Dottor Cananzi, si potrebbe persino considerarla tra i padri del provvedimento: nel luglio 2016 la settima commissione del Csm, sotto la sua presidenza, ha approvato una delibera su intercettazioni e tutela della privacy.

«No, tutto è cominciato con le circolari di numerosi procuratori: noi certo non ci siano limitati a farne una mera ricognizione, ma il primo segno di attenzione della magistratura è arrivato dai vertici degli uffici».

Il consigliere togato del Csm Francesco Cananzi ha presieduto la commissione preposta alla Organizzazione degli uffici giudiziari fino a pochi mesi fa. Si è occupato anche degli “ascolti”: la sua relazione anticipava gran parte dei princìpi sanciti dal decreto del guardasigilli Andrea Orlando, che sarà varato dal Consiglio dei ministri del prossimo 3 novembre. «Le regole servono e quelle che stanno per essere emanate mi paiono intelligenti», dice, «eppure non tutte le situazioni possono essere normate nel dettaglio: se si vuole tutelare la riservatezza dei “terzi” non coinvolti nelle indagini, o degli stessi indagasti rispetto a informazioni che attengono alla sfera privata e sono prive di rilevanza penale, ebbene prima ancora delle norme conta il senso di responsabilità di tutte le componenti, compresa l’avvocatura».

Ci arriviamo, consigliere Cananzi. Ma risponda a bruciapelo: il decreto va bene o no?

Gliel’ho detto: è giusta la preoccupazione di tutelare la riservatezza, sono intelligenti le soluzioni che, secondo quanto anticipato dalla stampa, il decreto avrebbe individuato.

La vostra delibera quali priorità aveva indicato?

In concreto, avevamo immaginato che il pubblico ministero potesse imporre precise direttive alla polizia giudiziaria affinché non fossero trascritte le comunicazioni, prive di rilevanza per le indagini, in cui compaiono terzi o che risulterebbero comunque lesive della riservatezza.

Ecco: nei casi da lei citati la norma prevista nel decreto vieta esplicitamente la trascrizione.

Il divieto non potrà essere assoluto: il pm non può che restare il dominus. Ogni valutazione in merito alla rilevanza del materiale acquisito spetta a lui.

E infatti l’ufficiale di polizia giudiziaria annoterà sinteticamente an- che il contenuto delle comunicazioni non trascritte, in modo che il pm possa decidere diversamente.

Vedremo se il testo conterrà un’indicazione del genere, ma non ho motivo di ritenere che non si avrà riguardo della potere di controllo del pm. Il punto qualificante di un simile provvedimento credo sia un altro.

Quale?

Se la norma è scritta così come i giornali l’hanno anticipata, da una parte resta possibile recuperare in una fase successiva le intercettazioni non trascritte, dall’altra se ne impedisce la pubblicazione prima che quella verifica successiva si realizzi.

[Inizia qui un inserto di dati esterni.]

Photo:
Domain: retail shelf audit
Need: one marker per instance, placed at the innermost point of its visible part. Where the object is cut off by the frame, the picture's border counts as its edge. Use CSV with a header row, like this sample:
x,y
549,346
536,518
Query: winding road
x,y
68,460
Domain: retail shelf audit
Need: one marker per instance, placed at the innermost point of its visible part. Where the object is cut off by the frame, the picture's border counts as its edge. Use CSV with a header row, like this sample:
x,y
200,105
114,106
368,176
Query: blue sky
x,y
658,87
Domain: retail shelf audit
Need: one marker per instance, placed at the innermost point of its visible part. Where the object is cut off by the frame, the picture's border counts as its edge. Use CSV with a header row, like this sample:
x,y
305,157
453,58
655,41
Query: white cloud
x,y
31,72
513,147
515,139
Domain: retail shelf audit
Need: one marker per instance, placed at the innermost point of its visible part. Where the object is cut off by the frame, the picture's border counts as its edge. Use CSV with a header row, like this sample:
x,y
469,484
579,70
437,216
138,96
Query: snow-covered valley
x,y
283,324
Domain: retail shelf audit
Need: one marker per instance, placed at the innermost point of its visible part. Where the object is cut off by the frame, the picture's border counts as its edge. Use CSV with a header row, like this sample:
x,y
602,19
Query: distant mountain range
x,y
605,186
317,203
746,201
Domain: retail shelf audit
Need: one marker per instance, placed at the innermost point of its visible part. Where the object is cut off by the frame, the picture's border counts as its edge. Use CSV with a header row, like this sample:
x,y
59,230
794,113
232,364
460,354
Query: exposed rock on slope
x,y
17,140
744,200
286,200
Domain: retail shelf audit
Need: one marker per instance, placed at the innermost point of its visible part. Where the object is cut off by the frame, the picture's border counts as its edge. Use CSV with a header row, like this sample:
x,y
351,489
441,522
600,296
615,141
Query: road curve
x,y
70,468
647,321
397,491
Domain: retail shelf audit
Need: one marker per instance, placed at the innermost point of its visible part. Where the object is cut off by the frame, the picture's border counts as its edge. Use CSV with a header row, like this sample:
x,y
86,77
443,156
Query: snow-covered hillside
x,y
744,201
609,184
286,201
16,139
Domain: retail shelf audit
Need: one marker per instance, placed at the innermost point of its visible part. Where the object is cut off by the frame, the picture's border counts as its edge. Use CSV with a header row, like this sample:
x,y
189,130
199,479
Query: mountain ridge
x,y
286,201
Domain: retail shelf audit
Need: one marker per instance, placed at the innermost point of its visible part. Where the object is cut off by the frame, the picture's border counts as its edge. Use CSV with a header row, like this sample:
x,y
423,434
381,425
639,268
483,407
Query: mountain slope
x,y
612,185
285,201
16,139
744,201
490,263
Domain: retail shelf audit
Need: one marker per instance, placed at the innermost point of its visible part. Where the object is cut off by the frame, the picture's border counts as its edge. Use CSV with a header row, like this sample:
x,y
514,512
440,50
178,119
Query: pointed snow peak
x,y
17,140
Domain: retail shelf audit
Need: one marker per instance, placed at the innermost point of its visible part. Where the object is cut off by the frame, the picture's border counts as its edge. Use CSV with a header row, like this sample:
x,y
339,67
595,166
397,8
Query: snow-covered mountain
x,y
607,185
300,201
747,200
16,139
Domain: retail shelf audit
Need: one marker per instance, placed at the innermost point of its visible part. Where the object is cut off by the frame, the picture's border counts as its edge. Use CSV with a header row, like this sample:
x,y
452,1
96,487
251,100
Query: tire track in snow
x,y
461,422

Ma con il richiamo all’essenzialità dei colloqui riprodotti negli atti di pm e gip, scompariranno o no le “intercettazioni di contesto”?

Probabilmente ci sarà più attenzione a questo profilo, ma un lavoro più selettivo finirà per determinare probabilmente anche un certo rallentamento: d’altra parte la riservatezza ha un costo che è giusto sostenere. A volte il contesto ha rilevanza penale e va inserito: si decide caso per caso. E qui i difensori saranno di grande aiuto al giudice.

I difensori?

Certo: rispetto alla tutela dei terzi che non hanno un ruolo nella vicenda penale, è importantissima anche l’attenzione degli avvocati. Sia perché è un richiamo contenuto nel Codice deontologico forense ma soprattutto per il rilievo costituzionale della funzione difensiva che proprio l’avvocatura tiene a richiamare. Sono davvero titolari di una funzione costituzionale e quindi è giusto che siano anche custodi della riservatezza.

Al pari dei magistrati, giusto Dottore?

Assolutamente sì: così come nelle indagini del pm, anche le indagini difensive possono toccare ‘ terzi’ privi di ruoli nella vicenda, e può dunque porsi la necessità di rinunciare a un’intercettazione che non apporta concreti benefici alla strategia difensiva ma arreca un danno alla riservatezza di quella persona. Tengo a ricordare un’altra cosa: una scarsa attenzione alla tutela della privacy getta un’ombra di scredito sull’intero sistema della giustizia, il che chiama in causa la responsabilità di tutti: pm, giudici, avvocati, polizia.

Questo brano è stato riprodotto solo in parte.